Peut-être le panneau le plus analysé de l'art d'Europe du Nord, ce double portrait d'un marchand de Lucques, probablement Giovanni di Nicolao Arnolfini, et d'une femme traditionnellement identifiée comme son épouse, transforme une chambre à coucher de Bruges en un écrin d'énigmes symboliques — une unique bougie allumée, un petit chien, des sabots de bois abandonnés, une orange sur le rebord de la fenêtre — tous rendus avec la même précision que les visages des modèles. Au centre de la composition est suspendu un miroir convexe qui reflète en miniature la pièce entière, y compris deux personnages non identifiés se tenant à la porte, au-dessus d'une inscription proclamant « Jan van Eyck fut ici », faisant du peintre lui-même un témoin au sein de la scène.

Portrait d'homme au turban rouge by Jan van Eyck (1433)

Portrait d'homme au turban rouge 1433

Largement considéré comme le portrait de Van Eyck lui-même, ce portrait en buste, sur un fond noir uni, isole le visage buriné et légèrement amusé du modèle sous un chaperon rouge savamment enroulé, son étoffe rendue avec un volume sculptural si convaincant qu'elle semble se projeter hors du panneau. Le cadre porte deux inscriptions dans le pseudo-grec inventé propre à l'artiste : sa devise « Als Ich Can » (« Comme je peux ») et la date exacte, le 21 octobre 1433 — l'un des tout premiers autoportraits datés avec certitude dans la peinture occidentale, et une audacieuse revendication personnelle d'auteur à une époque où les peintres signaient rarement leurs œuvres.

La Vierge du chancelier Rolin by Jan van Eyck (1435)

La Vierge du chancelier Rolin 1435

Nicolas Rolin, chancelier de Philippe le Bon et l'un des hommes les plus puissants de Bourgogne, s'agenouille en dévotion privée devant la Vierge à l'Enfant trônante, à l'intérieur d'une loggia ouvrant sur un vaste panorama fluvial — l'une des toutes premières véritables vues paysagères de la peinture européenne, avec une ville fortifiée, des ponts, des bateaux et de minuscules personnages vaquant à leurs occupations tout en bas.

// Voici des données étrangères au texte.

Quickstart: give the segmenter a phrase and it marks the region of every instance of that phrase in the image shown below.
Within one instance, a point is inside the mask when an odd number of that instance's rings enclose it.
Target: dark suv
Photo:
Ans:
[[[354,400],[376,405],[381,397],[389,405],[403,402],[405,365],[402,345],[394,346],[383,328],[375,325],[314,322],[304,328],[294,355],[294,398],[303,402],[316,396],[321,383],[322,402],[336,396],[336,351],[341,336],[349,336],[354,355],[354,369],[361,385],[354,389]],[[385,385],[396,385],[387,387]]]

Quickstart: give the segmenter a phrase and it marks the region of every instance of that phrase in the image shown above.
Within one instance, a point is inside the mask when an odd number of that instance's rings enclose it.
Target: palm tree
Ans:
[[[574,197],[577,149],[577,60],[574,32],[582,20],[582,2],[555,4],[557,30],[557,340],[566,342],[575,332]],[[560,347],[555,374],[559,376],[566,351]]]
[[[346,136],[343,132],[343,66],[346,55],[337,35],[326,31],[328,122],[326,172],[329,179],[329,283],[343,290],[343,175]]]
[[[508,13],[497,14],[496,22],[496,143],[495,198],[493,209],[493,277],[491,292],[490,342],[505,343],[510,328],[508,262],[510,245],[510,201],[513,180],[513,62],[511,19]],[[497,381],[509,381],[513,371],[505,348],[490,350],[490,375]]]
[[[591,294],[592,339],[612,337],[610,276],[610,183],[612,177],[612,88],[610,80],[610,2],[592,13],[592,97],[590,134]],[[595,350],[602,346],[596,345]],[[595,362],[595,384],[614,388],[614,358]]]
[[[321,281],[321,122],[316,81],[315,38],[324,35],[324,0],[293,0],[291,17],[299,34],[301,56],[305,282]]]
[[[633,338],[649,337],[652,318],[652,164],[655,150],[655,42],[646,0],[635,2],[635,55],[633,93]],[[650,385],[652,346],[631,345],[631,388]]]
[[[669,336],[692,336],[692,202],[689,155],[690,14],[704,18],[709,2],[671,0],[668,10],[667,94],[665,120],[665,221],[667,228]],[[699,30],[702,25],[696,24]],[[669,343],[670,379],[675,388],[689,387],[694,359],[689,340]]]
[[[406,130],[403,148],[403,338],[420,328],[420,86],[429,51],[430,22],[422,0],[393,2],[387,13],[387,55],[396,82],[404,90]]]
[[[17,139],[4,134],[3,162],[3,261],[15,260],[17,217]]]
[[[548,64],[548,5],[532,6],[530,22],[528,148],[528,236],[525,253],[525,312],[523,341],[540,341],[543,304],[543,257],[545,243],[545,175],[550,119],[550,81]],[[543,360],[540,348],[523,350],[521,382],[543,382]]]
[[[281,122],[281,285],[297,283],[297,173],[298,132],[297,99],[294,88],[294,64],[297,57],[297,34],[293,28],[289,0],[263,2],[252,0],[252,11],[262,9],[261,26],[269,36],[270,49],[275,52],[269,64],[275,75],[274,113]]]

Chaque pouce de la surface est travaillé avec la même finition obsessionnelle, de la robe emperlée du chancelier aux chapiteaux sculptés au-dessus, tandis qu'un jardin de roses et de lis, juste au-delà de la terrasse, renforce discrètement la pureté de la Vierge.

La Vierge au chanoine van der Paele by Jan van Eyck (1436)

La Vierge au chanoine van der Paele 1436

Commandé par un chanoine brugeois malade en offrande pour le salut de son âme, ce grand panneau d'une richesse de détails extrême place Joris van der Paele — représenté émacié, âgé, serrant ses lunettes et un livre de prières — en présence immédiate de la Madone trônante, flanquée de saint Donatien en habits sacerdotaux brodés d'or et de saint Georges, saint patron du chanoine, qui fait un geste pour le présenter. Considéré par beaucoup comme la réussite technique la plus éblouissante de Van Eyck, il rassemble tout un vocabulaire de textures dignes d'une cathédrale — brocart, marbre, fourrure, armure polie — dans un espace unifié et précieux comme un joyau.

Portrait de Marguerite van Eyck by Jan van Eyck (1439)

Portrait de Marguerite van Eyck 1439

Peint dans les dernières années de la vie de l'artiste, ce portrait intime de son épouse la montre coiffée d'une coiffe à cornes élaborée et vêtue d'une robe rouge, son regard assuré rencontrant directement celui du spectateur plutôt que suivant la convention bourguignonne de trois quarts qu'il réservait à ses modèles masculins. Le cadre porte sa devise personnelle ainsi qu'une inscription précisant son âge, 33 ans, et la date, juin 1439, faisant de cette œuvre à la fois un tendre témoignage privé au sein de son propre foyer et un rare exemple d'un grand peintre de la Renaissance représentant son épouse avec la même rigueur qu'il appliquait aux ducs, au clergé et aux marchands.